Decoding the TRAKTOR4 field
The Native Instrument's Traktor line of software is kind of infamous when it comes to its library management.
It only reads a handful of standard ID3 fields and it encodes its own metadata inside a non-standard private field. As one could expect, the format is binary and proprietary.
Luckily, some clever folks already figured it out back in 2010 and it seems that the format hasn't changed since then. They also provided a parser implemented in Perl, but it wasn't archived.
But since we know the format, we can now write our own parser using some Modern Tools™.
Format
Data are structured as a n-ary tree of frames. Each frame consists of the header and the data content.
0x00 0x04 Frame identifier (reversed for some reason)

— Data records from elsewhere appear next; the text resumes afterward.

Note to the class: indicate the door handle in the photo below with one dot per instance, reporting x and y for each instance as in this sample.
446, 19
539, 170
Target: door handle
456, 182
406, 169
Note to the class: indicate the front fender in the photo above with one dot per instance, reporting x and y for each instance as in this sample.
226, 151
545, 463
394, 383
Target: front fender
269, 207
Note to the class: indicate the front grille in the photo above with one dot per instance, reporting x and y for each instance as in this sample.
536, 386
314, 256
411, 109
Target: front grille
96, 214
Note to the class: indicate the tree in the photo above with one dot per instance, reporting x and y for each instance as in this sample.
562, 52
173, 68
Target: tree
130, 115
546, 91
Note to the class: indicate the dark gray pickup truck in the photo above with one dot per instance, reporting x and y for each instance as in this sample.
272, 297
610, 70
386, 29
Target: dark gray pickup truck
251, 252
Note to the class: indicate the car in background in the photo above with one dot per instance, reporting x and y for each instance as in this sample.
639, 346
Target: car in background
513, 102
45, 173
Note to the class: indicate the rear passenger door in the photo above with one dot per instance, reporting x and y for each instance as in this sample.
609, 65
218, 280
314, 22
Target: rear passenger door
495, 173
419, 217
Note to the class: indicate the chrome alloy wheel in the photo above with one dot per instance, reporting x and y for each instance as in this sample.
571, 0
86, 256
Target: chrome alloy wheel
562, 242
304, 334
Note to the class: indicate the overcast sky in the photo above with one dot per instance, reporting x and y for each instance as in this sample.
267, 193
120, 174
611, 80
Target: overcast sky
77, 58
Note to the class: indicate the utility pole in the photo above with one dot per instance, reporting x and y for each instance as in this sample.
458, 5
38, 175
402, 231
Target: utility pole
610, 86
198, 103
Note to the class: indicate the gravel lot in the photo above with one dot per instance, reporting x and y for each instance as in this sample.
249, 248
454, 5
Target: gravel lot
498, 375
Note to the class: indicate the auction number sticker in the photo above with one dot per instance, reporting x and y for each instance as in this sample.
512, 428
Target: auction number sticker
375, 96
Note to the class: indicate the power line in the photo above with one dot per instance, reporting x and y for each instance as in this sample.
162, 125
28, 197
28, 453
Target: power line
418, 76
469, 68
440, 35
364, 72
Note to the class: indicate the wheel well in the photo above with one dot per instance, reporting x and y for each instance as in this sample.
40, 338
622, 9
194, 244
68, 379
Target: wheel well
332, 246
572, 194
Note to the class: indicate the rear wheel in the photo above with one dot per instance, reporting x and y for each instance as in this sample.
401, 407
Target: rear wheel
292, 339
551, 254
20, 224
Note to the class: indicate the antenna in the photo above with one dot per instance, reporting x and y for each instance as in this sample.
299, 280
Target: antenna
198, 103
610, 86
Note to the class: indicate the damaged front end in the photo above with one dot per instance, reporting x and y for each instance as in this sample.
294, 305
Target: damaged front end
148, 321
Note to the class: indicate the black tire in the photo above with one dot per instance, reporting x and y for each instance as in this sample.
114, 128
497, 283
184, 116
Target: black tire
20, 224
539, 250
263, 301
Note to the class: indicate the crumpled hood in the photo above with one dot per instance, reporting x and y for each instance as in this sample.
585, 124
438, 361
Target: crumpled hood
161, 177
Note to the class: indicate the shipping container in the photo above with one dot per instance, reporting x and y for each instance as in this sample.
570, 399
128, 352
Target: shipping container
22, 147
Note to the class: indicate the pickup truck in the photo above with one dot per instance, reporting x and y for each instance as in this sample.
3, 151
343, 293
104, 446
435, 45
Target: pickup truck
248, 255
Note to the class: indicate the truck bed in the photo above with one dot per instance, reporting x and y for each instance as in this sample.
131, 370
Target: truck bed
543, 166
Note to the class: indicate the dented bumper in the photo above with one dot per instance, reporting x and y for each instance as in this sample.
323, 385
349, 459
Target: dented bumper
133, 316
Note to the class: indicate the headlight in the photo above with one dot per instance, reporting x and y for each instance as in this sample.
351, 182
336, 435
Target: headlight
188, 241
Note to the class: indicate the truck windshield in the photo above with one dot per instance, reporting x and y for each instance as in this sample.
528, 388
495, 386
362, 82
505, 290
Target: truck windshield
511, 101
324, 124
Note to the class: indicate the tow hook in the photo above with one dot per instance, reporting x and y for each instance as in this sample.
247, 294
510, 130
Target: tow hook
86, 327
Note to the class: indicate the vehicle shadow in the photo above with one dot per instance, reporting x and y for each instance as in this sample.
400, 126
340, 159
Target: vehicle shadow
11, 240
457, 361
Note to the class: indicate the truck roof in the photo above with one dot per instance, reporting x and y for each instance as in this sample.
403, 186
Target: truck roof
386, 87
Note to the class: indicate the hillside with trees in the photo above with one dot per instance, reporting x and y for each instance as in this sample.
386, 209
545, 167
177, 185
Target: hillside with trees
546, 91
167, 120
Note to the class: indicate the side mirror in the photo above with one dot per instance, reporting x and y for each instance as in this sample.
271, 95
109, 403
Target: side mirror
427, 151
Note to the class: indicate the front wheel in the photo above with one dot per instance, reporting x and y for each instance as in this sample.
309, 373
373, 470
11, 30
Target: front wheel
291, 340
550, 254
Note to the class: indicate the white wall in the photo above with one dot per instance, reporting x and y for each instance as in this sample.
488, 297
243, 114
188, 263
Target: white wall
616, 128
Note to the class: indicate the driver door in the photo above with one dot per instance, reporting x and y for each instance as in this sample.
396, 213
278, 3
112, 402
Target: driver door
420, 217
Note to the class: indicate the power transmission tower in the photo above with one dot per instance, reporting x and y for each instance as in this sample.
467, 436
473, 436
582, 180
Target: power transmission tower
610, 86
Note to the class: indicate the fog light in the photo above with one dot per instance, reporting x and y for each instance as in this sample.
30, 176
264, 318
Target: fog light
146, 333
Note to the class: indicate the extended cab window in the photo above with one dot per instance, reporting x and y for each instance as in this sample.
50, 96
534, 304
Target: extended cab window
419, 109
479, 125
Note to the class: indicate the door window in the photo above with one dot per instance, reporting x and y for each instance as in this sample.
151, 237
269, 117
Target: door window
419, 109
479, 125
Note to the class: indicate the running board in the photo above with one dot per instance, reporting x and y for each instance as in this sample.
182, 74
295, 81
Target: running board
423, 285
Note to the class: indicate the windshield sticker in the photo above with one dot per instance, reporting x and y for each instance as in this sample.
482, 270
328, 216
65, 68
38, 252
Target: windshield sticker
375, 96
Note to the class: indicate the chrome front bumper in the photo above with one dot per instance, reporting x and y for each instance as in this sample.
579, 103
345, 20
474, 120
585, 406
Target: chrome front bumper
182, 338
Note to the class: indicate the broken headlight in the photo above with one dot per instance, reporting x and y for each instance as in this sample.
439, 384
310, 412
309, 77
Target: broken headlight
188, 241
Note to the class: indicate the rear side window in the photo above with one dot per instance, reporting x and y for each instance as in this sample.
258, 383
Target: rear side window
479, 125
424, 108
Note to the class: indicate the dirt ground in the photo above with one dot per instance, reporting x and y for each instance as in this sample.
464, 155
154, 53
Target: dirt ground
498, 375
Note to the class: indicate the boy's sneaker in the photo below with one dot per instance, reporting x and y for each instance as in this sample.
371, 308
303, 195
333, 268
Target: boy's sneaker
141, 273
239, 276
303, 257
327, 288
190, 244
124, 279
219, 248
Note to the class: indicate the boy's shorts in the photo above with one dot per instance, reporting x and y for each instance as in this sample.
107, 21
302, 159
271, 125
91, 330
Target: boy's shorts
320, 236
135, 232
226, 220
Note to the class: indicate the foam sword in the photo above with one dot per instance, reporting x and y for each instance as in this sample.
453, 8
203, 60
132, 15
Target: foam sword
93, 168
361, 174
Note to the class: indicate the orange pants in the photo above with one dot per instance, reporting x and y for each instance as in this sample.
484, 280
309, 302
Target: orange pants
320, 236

0x04 0x04 Frame's length in bytes (=LEN)
0x08 0x04 Number of child frames
0x0c LEN Data content of the frame
If the number of child frames is zero, the data content is the actual payload, the type of which can be string, long, float, date plus some special cases, like the Cue points (see below). Some fields can also contain image data of an arbitrary format and some fields are still unidentified.
String
0x00 0x04 Length of the string (=LN)
0x04 LN×2 String data. Each character is followed by \0
Strings are prefixed with a 4-byte number indicating the length. Each character is represented by two bytes, but it doesn't seem to be standard utf8. (More investigation needed.)
Long/float
0x00 0x04 The value
Date
0x00 0x01 Day
0x01 0x01 Month
0x02 0x02 Year
Cue points
0x00 0x04 Number of cuepoints (=N)
N×[0x00 0x04 Unknown, seems to default to 1
0x04 0x04 Cue point name length (=LN)
0x08 LN×2 Cue point name. Each character is followed by \0
… 0x04 Display order (long)
0x04 Type (enumeration)
0 = CUE
1 = IN
2 = OUT
3 = LOAD
4 = GRID
5 = LOOP
0x08 Start (double)
0x08 Length (double)
0x04 Repeats (long)
-1 = No repeat
? = ?
0x04 Hot cue (long)]
Parsing
Instead of writing the parser from a scratch, I've used a meta-parser for binary data called Kaitai Struct. With it you can describe formats with a markup language based on YAML and then produce parsers for many different languages automatically.
It also provides JavaScript output, so we can use it directly in the browser. Click the button below to process mp3 file with Traktor metadata.
Note: The file is not uploaded anywhere, everything is processed in the browser.
Example output: TRMD HDR CHKS 1835099 FMOD 2021-5-6 VRSN 7 DATA ANDB 112,153,60,65 BITR 249000 BPMQ 1 COM2 Comment2 COMM Comment CTLG Cat. No. CUEP 8 0: name: AutoGrid, display_order: 0, type: GRID, start: 1406.629, length: 0.000, repeats: -1, hot cue: 0 1: name: n.n., display_order: 0, type: CUE, start: 7765.158, length: 0.000, repeats: -1, hot cue: 1 2: name: n.n., display_order: 0, type: CUE, start: 14123.688, length: 0.000, repeats: -1, hot cue: 2 3: name: n.n., display_order: 0, type: CUE, start: 20482.217, length: 0.000, repeats: -1, hot cue: 3 4: name: n.n., display_order: 0, type: CUE, start: 40087.684, length: 0.000, repeats: -1, hot cue: 4 5: name: n.n., display_order: 0, type: CUE, start: 143943.667, length: 0.000, repeats: -1, hot cue: 5 6: name: n.n., display_order: 0, type: CUE, start: 182094.844, length: 0.000, repeats: -1, hot cue: 6 7: name: n.n., display_order: 0, type: CUE, start: 232963.081, length: 0.000, repeats: -1, hot cue: 7 FLGS 12 HBPM 113.23372650146484 IPDT 2021-5-6 LABL Label MKEY 12 PCDB 11.787460327148438 PKDB 7.761477947235107 PROD Producer RANK 255 RLDT 1900-1-1 SYNC MATY 3 TALB Release TCON Genre TIT2 Title TKEY 10m TLEN 245 TMIX Mix TPE1 Artist TPE4 Remixer TRCK 1 USLT Lyrics
Writing
As you might have noticed, there is a check sum. And sure enough, changing even a single byte causes Traktor Scratch to completely ignore the data. So far, I haven't been able to find the function which computes it.